The costs of medical care are always increasing. To limit them, several pharmaceutical laboratories have developed substitutes of effective, but costly, products. They have produced biosimilars of G-CSF-like filgrastim—Neupogen from Amgen pharmaceutical (Thousand Oaks, CA, USA). The methods of synthesis are quite different from the synthesis of the original product because they utilise bacterial support to yield new bioproducts with lower costs, but that induces modifications of the molecules like glycosylation and phosphorylation.^{1, 2} But, final products already seem to be as effective as the classical version of G-CSF. Despite the limited number of prospective studies in the field of haematology, these biosimilars were awarded the same authorisations of use as those of the original product. There are few data available on the use of biosimilars of filgrastim in PBSCT.^{3, 4} Because of the potentially decreased costs, biosimilars of G-CSF have become available in our hospital. Over the course of a year, we have used these products for patients with lymphoma and myeloma who underwent PBSCT. We initiated a retrospective study comparing the efficacy on BM recovery with the use of biosimilars of G-CSF vs a historical cohort of patients.⁵

We identified 88 consecutive patients who underwent PBSCT in our centre: 50 patients were treated with classical G-CSF (25 with lymphoma and 25 with myeloma) and 38 patients (25 with lymphoma and 13 with myeloma) received biosimilars of G-CSF. Patient characteristics are summarised in Table 1. Patients with lymphoma received a BEAM conditioning regimen, and myeloma patients were treated with a melphalan (140 or 200 mg/m²) conditioning regimen. The injection of G-CSF began at day 5 after PBSCT injection. We evaluated eight clinical parameters: the number of G-CSF injections, the number of days of hospitalisation, the number of units of red blood cell or platelet transfusions, the days on which body temperature exceeded 38 °C, the days of parenteral nutrition, the weight loss and the hospitalisation costs.

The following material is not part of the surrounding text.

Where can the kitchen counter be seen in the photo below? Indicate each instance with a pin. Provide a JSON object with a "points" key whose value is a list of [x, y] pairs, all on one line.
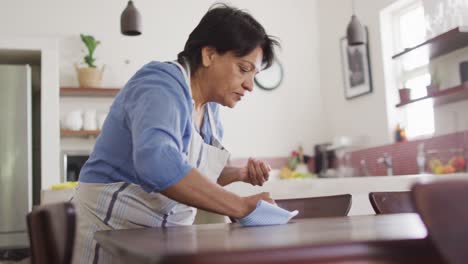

We also studied four biological parameters: the number of CD34+ cells injected, the days on which leucocyte counts were less than 1 × 10⁹ cells/L, the days on which Hb was less than 90 g/L or platelet counts were less than 50 × 10⁹/L. No differencies appeared in the global characteristics of the two groups of patients (Table 1). Furthermore, the numbers of CD34+ cells injected were identical in each subgroup. Despite the apparent superiority of classical G-CSF stimulation, we did not observe statistically significant differences for the 12 parameters studied between the two groups of patients with lymphoma and myeloma. Only one patient from the biosimilar group died from transplantation-related mortality. These data are summarised in Table 2.